Bei den Rekordpreisen an den Tankstellen müssen wir den Menschen Sicherheit und Stabilität bei den Energiepreisen geben: Wenn wir da jetzt die Steueranteile rausnehmen und so weit wie möglich reduzieren, macht das rund 50 Cent pro Liter aus. In dieser Lage darf es kein Tabu geben.
Den Preis für diesen Krieg dürfen nicht Familien, Pendlerinnen und Pendler, Mieter und Arbeitnehmer und Unternehmen in Deutschland zahlen, sondern der Aggressor Putin. Je besser wir die Belastungen für unsere Bürger abfedern, desto größer werden auch unsere außenpolitischen Handlungsspielräume gegenüber Russland.

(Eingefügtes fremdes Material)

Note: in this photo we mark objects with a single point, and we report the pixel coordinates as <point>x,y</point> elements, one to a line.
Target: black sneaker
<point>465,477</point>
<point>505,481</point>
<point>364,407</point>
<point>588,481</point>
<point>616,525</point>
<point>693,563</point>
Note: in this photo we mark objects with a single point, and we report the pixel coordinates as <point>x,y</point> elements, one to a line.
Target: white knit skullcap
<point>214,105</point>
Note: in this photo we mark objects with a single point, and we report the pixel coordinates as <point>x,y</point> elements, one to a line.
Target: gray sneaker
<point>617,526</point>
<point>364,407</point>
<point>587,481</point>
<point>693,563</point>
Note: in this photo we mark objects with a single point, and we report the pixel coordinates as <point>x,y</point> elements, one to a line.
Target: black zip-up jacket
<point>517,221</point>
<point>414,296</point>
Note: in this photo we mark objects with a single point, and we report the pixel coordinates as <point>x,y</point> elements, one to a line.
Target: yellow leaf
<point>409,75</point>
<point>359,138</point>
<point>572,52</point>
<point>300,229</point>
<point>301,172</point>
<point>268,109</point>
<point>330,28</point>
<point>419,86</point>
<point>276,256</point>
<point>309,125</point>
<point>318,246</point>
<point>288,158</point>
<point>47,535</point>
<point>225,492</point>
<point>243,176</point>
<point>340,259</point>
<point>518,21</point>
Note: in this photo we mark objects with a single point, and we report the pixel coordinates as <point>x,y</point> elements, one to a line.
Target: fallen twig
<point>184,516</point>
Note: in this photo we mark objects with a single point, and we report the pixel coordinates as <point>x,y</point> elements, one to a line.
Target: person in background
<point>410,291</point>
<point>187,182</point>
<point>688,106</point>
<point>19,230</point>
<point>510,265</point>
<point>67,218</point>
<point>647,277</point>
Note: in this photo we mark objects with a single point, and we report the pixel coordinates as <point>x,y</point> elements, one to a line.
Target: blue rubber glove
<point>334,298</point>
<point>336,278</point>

Nordrhein-Westfalen unterstützt die Sanktionen der Bundesregierung, der Europäischen Union, der westlichen Staatengemeinschaft voll und ganz. Es handelt sich um das härteste Sanktionspaket unserer Geschichte. Die Sanktionen sind ein deutliches Zeichen der Geschlossenheit der westlichen Wertegemeinschaft. Aber die Maßnahmen und mögliche Gegenmaßnahmen Russlands werden auch Auswirkungen auf die Wirtschaft bei uns in Nordrhein-Westfalen und auf unsere Energieversorgung haben. Wir werden alles tun, um die Versorgungssicherheit zu gewährleisten und die Auswirkungen auf Unternehmen, Arbeitsplätze und Haushalte möglichst gering zu halten und abzufedern. Die Sanktionen sollen Putin und seine Clique treffen, aber nicht die Menschen hier bei uns.
Die Menschen in der Ukraine kämpfen mutig, tapfer und entschlossen für Frieden, Freiheit und für Demokratie – für die Ukraine und für Europa. Und damit kämpfen sie auch für uns. Wir stehen fest an ihrer Seite. Es braucht alle für den Frieden, doch es reicht einer für den Krieg. Putin und seine Militärmaschine können Städte in Trümmer legen, Menschen töten, aber sie können den Freiheitswillen der Menschen auf Dauer nicht brechen.
Noch eine letzte Anmerkung: Dieser Krieg ist Putins Krieg, nicht der Krieg der Russinnen und Russen. In Nordrhein-Westfalen leben etwa eine Million Menschen mit unmittelbaren familiären Bezügen zu den Staaten der ehemaligen Sowjetunion. Wir dürfen nicht zulassen, dass im Zuge des Krieges in unserem Land Diskriminierung und Übergriffe geschehen. Sehr viele Russinnen und Russen – ganz gleich, wo sie leben – lehnen diesen Krieg zutiefst ab.